We also won’t know with certainty how licensing will work until the product is closer to being released. Currently, it appears that Microsoft will be following the same model that is used for SQL Server on Windows (per-server or per-core). According to Microsoft, customers who buy SQL Server licenses will be able to use them on Windows for Linux, and Software Assurance subscribers will have rights to future releases of SQL Server on Linux when it reaches general availability. Does that mean customers who plan to use SQL Server solely on Linux and consequently are not able to utilize the full feature set will still have to pay for all the bells and whistles?
Another issue that Microsoft has to contend with is which Linux distributions to support. As already mentioned, the preview can run on Ubuntu or Red Hat, so those two seem a given for the final release. It’s also been suggested that Microsoft will support (or will need to support) SUSE Linux, but Microsoft does not yet appear ready to commit beyond Ubuntu and Red Hat for now.
However, the issue does point to the fact that the Linux operating system comes in many different flavors, and not surprisingly, the more Linux distributions that Microsoft supports, the more difficult their efforts to make everything work, especially when it comes to deploying, updating, and maintaining a SQL Server instance. Microsoft must be able to prove it can support SQL Server on Linux to the same degree it’s been able to support SQL Server on Windows.
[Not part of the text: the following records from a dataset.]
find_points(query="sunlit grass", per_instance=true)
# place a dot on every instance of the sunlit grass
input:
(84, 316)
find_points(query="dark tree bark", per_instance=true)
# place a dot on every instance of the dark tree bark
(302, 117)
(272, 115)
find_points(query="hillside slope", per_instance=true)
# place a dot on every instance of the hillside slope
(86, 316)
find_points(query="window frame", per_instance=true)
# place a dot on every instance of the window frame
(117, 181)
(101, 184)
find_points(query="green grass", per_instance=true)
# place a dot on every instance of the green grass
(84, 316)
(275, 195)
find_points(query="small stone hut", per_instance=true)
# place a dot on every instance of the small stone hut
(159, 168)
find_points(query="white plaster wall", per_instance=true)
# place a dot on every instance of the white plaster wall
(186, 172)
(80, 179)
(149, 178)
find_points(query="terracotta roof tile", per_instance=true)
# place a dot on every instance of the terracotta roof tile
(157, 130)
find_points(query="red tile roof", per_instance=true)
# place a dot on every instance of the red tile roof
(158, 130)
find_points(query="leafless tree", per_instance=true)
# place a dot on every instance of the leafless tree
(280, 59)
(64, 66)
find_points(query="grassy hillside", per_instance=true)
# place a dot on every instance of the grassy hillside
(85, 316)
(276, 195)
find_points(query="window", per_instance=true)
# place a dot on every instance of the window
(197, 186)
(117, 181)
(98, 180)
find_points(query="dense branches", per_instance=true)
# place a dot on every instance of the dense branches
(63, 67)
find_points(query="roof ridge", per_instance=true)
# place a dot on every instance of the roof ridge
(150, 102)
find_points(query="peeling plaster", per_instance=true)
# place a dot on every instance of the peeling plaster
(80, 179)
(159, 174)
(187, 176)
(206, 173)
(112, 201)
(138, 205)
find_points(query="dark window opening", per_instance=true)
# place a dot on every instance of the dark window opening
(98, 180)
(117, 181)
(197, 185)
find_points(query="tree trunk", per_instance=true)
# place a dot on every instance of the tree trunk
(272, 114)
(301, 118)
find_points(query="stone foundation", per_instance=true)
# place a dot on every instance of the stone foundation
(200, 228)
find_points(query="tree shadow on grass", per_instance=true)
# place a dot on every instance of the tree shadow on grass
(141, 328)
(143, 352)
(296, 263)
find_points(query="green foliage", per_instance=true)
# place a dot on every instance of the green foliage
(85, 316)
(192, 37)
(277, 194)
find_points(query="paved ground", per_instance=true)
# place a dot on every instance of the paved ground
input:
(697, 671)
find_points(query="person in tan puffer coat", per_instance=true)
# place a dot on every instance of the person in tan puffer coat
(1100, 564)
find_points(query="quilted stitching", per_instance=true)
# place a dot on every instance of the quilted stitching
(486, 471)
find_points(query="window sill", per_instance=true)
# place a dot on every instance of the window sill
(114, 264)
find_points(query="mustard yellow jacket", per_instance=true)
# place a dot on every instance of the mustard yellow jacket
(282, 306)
More questions than answers
Microsoft has had a lot of years to get SQL Server on Windows right, and the result is a good, solid, reliable database product that includes plenty of extras, particularly in the area of BI. Many people will be expecting SQL Server on Linux to deliver the same experience. Anything less could result in a lukewarm reception and disappointing adoption rates.
Even if Microsoft gets it right, there are no assurances that SQL Server on Linux will win over converts. Those who’ve been happy with open source products such as MySQL or PostgreSQL are not likely to switch unless Microsoft can wow them with an extraordinary system, and as noted with Oracle, moving to a new backend platform is seldom an easy task. Still SQL Server on Linux opens up new pathways, so converts are possible, but it might take Microsoft more time than expected to win them over.
Certainly Microsoft has a number of challenges ahead to implement a Linux version of SQL Server that achieves complete feature parity with the Windows version, if this is even possible, but that by no means diminishes the fact that Microsoft is taking a significant step by moving one of its server products to another operating system. Imagine the Microsoft of 10 years ago making such a move. But if Microsoft does it right, the company and its customers could have much to gain.
Perhaps by this time next year we’ll have a better sense of the level of success that Microsoft might achieve with SQL Server on Linux. At the very least, we’ll have a considerably different perspective on what it means for Microsoft to come calling on its Linux neighbors.